Rapid industrialisation and urbanisation, and the deadening effect on the landscape, has been an issue for artists since the first few decades of the 19th century. Amar Kanwar (born 1964), an artist based in New Delhi, has produced a film, The Scene of Crime (2011), that reflects upon the devastating impact of industry and mining on the human rights, agriculture, and livelihood of Adivasi (indigenous) groups in Orissa, India. In January 2006, fourteen Adivasi people were killed by security forces during a protest against Tata Iron and Steel Co Ltd. There was no justice. This film is narrated with text on screen through the persona of a woman who endured the loss of a loved one. Lynn suggests that Kanwar’s animated images are “entangled” with the inanimate, and that “our eye begins to look into the landscape for evidence; our eye becomes the woman’s search for justice”. When I entered the room to view the 42-minute film, the bow of a small timber boat is carrying the viewer slowly out of a rippling estuary towards the sea; the next frame emits the sound of wind, and we see its effect on the tall native grass; dead trees scar a lush landscape; a boy rides a bicycle along a path dwarfed by power lines. Amar Kanwar’s art explores the fraught exchanges between affect and effect; his film resonates with nostalgia, scorn, and—fear.

Amar Kanwar, 'The Scene of Crime', 2011, HD video installation, colour, sound,42 minutes; courtesy of the artist and Marian Goodman Gallery, New York and Paris.

Amar Kanwar, ‘The Scene of Crime’, 2011, HD video installation, colour, sound,42 minutes; courtesy of the artist and Marian Goodman Gallery, New York and Paris.
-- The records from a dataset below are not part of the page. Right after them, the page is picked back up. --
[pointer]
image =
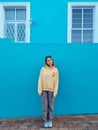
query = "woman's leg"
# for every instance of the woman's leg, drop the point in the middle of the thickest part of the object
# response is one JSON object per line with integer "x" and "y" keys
{"x": 50, "y": 105}
{"x": 45, "y": 105}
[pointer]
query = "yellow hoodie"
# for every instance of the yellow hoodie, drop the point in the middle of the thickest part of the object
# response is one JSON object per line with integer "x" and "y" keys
{"x": 48, "y": 80}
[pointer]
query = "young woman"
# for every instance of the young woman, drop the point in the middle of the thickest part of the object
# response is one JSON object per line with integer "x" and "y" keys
{"x": 47, "y": 88}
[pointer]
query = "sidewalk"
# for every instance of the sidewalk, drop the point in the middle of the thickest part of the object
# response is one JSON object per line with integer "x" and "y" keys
{"x": 74, "y": 122}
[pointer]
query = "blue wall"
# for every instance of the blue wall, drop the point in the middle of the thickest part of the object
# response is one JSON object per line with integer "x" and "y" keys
{"x": 20, "y": 65}
{"x": 19, "y": 70}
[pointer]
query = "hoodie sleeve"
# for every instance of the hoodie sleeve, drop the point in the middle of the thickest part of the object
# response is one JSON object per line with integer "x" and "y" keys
{"x": 56, "y": 84}
{"x": 40, "y": 83}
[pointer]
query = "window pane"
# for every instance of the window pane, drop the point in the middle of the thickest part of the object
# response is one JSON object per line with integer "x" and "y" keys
{"x": 10, "y": 30}
{"x": 76, "y": 36}
{"x": 9, "y": 14}
{"x": 21, "y": 32}
{"x": 76, "y": 18}
{"x": 88, "y": 36}
{"x": 21, "y": 14}
{"x": 88, "y": 18}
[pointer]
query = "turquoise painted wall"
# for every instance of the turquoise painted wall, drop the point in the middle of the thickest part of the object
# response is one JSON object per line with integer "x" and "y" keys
{"x": 20, "y": 65}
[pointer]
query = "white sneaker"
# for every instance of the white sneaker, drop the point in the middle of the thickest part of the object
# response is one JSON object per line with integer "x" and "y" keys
{"x": 50, "y": 124}
{"x": 46, "y": 125}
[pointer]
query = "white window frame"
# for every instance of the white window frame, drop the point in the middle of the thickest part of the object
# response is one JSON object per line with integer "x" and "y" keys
{"x": 95, "y": 19}
{"x": 2, "y": 17}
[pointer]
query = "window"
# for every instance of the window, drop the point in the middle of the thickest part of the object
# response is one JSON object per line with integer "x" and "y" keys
{"x": 16, "y": 24}
{"x": 81, "y": 22}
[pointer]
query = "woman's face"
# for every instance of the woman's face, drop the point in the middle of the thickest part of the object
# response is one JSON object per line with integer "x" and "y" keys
{"x": 49, "y": 62}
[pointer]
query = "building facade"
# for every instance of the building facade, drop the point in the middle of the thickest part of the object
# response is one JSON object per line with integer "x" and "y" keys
{"x": 31, "y": 30}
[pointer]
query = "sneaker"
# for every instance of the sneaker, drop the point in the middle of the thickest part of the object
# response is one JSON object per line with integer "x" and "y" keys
{"x": 45, "y": 124}
{"x": 50, "y": 124}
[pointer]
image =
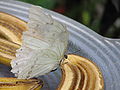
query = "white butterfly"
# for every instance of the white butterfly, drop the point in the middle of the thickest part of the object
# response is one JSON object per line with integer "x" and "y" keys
{"x": 44, "y": 45}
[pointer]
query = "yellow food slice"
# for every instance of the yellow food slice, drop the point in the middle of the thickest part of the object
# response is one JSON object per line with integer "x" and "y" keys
{"x": 79, "y": 73}
{"x": 20, "y": 84}
{"x": 11, "y": 27}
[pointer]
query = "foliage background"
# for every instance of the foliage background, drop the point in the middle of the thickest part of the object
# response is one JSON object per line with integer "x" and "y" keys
{"x": 87, "y": 12}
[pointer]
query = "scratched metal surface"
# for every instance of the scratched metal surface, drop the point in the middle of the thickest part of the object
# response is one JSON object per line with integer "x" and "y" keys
{"x": 105, "y": 52}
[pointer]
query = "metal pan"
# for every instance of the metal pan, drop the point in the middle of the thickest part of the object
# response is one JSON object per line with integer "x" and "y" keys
{"x": 105, "y": 52}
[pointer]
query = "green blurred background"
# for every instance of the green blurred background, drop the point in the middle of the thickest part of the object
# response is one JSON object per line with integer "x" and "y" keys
{"x": 102, "y": 16}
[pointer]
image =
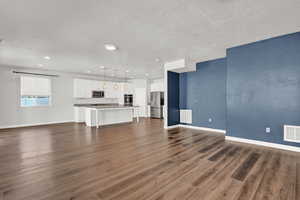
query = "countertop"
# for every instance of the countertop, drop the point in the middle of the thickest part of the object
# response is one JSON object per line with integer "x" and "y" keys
{"x": 105, "y": 106}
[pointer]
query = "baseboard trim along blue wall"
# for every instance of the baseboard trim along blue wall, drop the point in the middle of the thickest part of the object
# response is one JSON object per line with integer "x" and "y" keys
{"x": 263, "y": 88}
{"x": 257, "y": 86}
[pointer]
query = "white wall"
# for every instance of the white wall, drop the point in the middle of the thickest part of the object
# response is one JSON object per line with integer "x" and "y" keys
{"x": 11, "y": 114}
{"x": 140, "y": 96}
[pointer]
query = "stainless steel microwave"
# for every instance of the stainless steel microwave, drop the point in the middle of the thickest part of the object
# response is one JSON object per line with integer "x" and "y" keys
{"x": 98, "y": 94}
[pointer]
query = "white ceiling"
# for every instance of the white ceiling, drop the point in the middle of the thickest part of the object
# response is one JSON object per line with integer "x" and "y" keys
{"x": 73, "y": 32}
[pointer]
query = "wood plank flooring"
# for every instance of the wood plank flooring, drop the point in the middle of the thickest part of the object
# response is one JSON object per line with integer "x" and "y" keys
{"x": 140, "y": 161}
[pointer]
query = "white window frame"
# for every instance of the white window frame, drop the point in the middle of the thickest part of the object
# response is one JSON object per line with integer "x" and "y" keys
{"x": 36, "y": 95}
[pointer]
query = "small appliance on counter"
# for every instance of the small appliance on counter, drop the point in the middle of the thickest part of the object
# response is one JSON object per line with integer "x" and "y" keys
{"x": 128, "y": 100}
{"x": 156, "y": 104}
{"x": 97, "y": 94}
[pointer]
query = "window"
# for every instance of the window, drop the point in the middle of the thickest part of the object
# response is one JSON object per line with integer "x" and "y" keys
{"x": 35, "y": 91}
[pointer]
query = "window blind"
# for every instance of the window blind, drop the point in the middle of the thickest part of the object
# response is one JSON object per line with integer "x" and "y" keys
{"x": 35, "y": 86}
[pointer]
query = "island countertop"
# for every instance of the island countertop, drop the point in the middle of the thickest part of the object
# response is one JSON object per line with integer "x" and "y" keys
{"x": 105, "y": 106}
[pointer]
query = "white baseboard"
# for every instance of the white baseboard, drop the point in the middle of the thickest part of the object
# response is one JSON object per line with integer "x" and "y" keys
{"x": 261, "y": 143}
{"x": 35, "y": 124}
{"x": 203, "y": 128}
{"x": 196, "y": 127}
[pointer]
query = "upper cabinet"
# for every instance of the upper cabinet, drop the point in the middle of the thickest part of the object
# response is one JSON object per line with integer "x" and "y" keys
{"x": 83, "y": 88}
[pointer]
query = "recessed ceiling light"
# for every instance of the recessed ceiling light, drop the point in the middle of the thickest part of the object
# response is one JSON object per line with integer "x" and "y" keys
{"x": 110, "y": 47}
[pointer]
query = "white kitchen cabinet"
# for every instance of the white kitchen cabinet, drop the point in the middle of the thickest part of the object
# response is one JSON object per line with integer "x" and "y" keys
{"x": 79, "y": 114}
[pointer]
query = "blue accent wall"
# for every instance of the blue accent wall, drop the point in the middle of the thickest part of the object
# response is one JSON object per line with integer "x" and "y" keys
{"x": 173, "y": 98}
{"x": 263, "y": 88}
{"x": 255, "y": 87}
{"x": 204, "y": 92}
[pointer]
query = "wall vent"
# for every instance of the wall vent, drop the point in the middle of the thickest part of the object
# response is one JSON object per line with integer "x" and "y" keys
{"x": 292, "y": 133}
{"x": 186, "y": 116}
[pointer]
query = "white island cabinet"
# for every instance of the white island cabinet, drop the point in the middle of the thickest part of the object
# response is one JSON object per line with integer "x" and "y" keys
{"x": 107, "y": 115}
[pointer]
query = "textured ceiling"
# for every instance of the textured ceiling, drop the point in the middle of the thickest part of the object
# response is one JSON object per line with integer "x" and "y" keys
{"x": 73, "y": 32}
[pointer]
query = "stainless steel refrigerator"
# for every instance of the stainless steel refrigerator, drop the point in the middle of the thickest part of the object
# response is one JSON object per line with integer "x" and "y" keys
{"x": 156, "y": 104}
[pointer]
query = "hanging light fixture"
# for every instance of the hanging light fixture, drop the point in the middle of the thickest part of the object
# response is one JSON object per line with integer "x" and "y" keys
{"x": 104, "y": 83}
{"x": 116, "y": 85}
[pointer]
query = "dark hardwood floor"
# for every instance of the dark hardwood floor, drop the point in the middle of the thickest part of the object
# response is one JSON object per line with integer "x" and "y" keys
{"x": 140, "y": 161}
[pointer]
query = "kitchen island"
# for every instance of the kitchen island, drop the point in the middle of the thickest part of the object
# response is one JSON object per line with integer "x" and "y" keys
{"x": 99, "y": 115}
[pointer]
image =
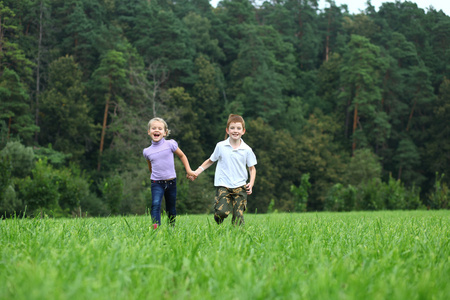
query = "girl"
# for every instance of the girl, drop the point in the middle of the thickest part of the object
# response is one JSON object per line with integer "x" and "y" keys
{"x": 161, "y": 164}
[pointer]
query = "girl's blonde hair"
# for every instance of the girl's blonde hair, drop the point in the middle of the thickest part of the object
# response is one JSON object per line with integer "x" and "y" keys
{"x": 166, "y": 128}
{"x": 235, "y": 119}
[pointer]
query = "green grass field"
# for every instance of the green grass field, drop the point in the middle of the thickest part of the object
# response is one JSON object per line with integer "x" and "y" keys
{"x": 358, "y": 255}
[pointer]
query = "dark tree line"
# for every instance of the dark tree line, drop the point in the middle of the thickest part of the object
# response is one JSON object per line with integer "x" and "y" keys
{"x": 343, "y": 111}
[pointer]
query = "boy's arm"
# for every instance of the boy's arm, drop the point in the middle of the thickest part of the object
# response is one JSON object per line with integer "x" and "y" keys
{"x": 185, "y": 161}
{"x": 252, "y": 171}
{"x": 149, "y": 166}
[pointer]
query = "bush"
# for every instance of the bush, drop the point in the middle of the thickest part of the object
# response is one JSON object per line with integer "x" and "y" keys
{"x": 341, "y": 198}
{"x": 112, "y": 193}
{"x": 41, "y": 191}
{"x": 439, "y": 198}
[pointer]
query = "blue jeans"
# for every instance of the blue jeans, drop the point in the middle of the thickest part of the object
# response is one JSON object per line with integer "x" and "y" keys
{"x": 168, "y": 189}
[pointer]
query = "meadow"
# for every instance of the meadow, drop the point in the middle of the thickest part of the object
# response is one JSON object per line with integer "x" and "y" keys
{"x": 356, "y": 255}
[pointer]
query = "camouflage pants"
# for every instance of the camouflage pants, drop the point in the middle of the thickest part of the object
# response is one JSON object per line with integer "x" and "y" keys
{"x": 230, "y": 201}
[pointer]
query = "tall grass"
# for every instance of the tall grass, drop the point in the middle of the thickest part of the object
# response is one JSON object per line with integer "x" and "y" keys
{"x": 359, "y": 255}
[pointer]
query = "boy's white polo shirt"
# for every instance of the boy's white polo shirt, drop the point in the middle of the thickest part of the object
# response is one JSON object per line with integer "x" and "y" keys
{"x": 231, "y": 170}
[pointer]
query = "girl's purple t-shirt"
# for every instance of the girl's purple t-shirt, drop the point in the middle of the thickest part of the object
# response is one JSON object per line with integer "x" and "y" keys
{"x": 160, "y": 154}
The six artists in this exhibition may not necessarily have the same ideas, and their life experiences are culturally divergent, but their works of art connect as a collective meditation on the fragility of nature and human life across the globe. Art makes us think, but it shouldn’t tell us what to think. I drove away from the TarraWarra Museum of Art just as the sun slipped below the horizon and darkness descended—I had lots to think about thanks to this brilliantly conceived exhibition of contemporary art that dares to engage with the idea that there is a connection between the animate (endowed with life, living) and the inanimate (without life).

Post Script

In view of the fading animals

the proliferation of sewers and fears

the sea clogging, the air

nearing extinction

They are hostile nations (1971), Margaret Atwood

 

‘Animate/Inanimate’

TarraWarra Museum of Art, Healesville, Victoria

Until 6 October 2013

 

Featured image: Lin Tianmiao, Reaction, 2013 ((detail: image of one part of a twelve part work), dimensions variable, coloured silk threads, stainless steel wires, synthetic skeletons and metal constructions.Photo by Yang Yuguang; courtesy of Lin Tianmiao, © Lin Tianmiao.

 

Thank you,

Victoria Lynn and the organisers for inviting me to the opening of ‘Animate/Inanimate’.

Katrina Grant, Editor of the Melbourne Art Network,  for publishing my review:

http://melbourneartnetwork.com.au/2013/07/17/exhibition-review-animate-inanimate-tarrawarra-museum-of-art-denise-m-taylor/

 

 

Categories: Musings on Art

4 Responses so far.

  1. Thank you Denise for your insightful review of the Animate/Inanimate exhibition. You said of the “Raptor’s Rapture” work: “This bone, taken from a dead animal, is animated with sound yet destined to gather dust in a museum.” It causes one to think of the work in a completely different way and demonstrates why reading a considered viewpoint about a work is always stimulating!

  2. Helen R says:

    Great review – thanks Denise. I haven’t seen the exhibition yet but will now make sure that I do. Interesting challenge of the animate/inanimate…

    • Denise says:

      Many thanks for your comment, Helen. I know you will enjoy the exhibition – it certainly challenges our thinking on many levels!